Based on the current implementation of the class and the copy constructor, can someone help with the assignment operator overload. Also I'm a little confused about the copy constructor and assignment overload. What I understand is that the copy constructor creates a new list which has the same values as the old list from a old list. This the next address for all nodes will be different but the values will be the same since it's a deep copy. Is my understanding correct and then onwards what does the assignment overload do?

Answer 1

If you already have a copy constructor and destructor, also implement swap() and then implement your copy assignment operator in terms of these three, e.g.:

template <typename T>
slist<T>& slist<T>::operator= (slist<T> other) {
    this->swap(other);
    return *this;
}

Note that the argument is readily copied: unlike the copy constructor the copy assignment can take its argument by value.

With respect of the semantics:

• The copy constructor creates a new object with the same value as the original, e.g.:

  slist<int> sl1;
  // insert elements into sl1
  slist<int> sl2(sl1); // uses the copy constructor
  

• The copy assignment replaces the value of ane existing object the value of the assigned value, e.g.

  slist<int> sl1;
  slist<int> sl2;
  // possibly modify both sl1 and sl2
  sl2 = sl1; // uses the copy assignment operator
  

Answer 2

You need to consider these cases:

• copy construction, i.e. slist<int> newone = other;
• copy assignment, i.e. slist<int> a; /* ... */ a = other;

Now, both of these operations make - as the name suggests - a copy of the original data structure. What exactly that means depends on how you want to implement it, but the following should - to stay close to the principle of least surprise - hold:

slist<int> a = some_generator(), b = another_generator();
slist<int> c = a;
// a == c should be true
b = a;
// a == b should be true now
modify(a);
// a == b should be false now, BUT b should be in the same state as before!

The easiest way to achieve this is by making - as you already suggested - deep copies.

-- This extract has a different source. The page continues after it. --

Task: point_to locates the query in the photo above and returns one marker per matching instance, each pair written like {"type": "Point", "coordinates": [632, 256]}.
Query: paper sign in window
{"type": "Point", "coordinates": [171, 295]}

Thus you basically do the same as in your copy constructor. You make copies of each node, such that they have the same value as the original nodes, but are different entities.

If you're also targeting "modern C++", that is C++11 an onwards, then there's also a move constructor and a move assignment operator that you might want to implement.

---

As mentioned in the comments, your deep copy algorithm isn't correct: You need to make a copy of each node:

// if in assigment, delete the nodes pointed to by head first!
node<T> const * iterator = other.getHead();
if (iterator != nullptr) { // in your implementation, head could be a nullptr
  node<T> * new_node = new node<T>(*iterator); // make a copy of head
  head = new_node;
  while (iterator->next) {
    iterator = iterator->next;
    node<T> * copy = new node<T>(*iterator);
    new_node->next = copy;
    new_node = copy;
  }
  new_node->next = nullptr;
}

Also, if you can, prefer smart pointers, unique_ptr in this case, instead of raw pointers.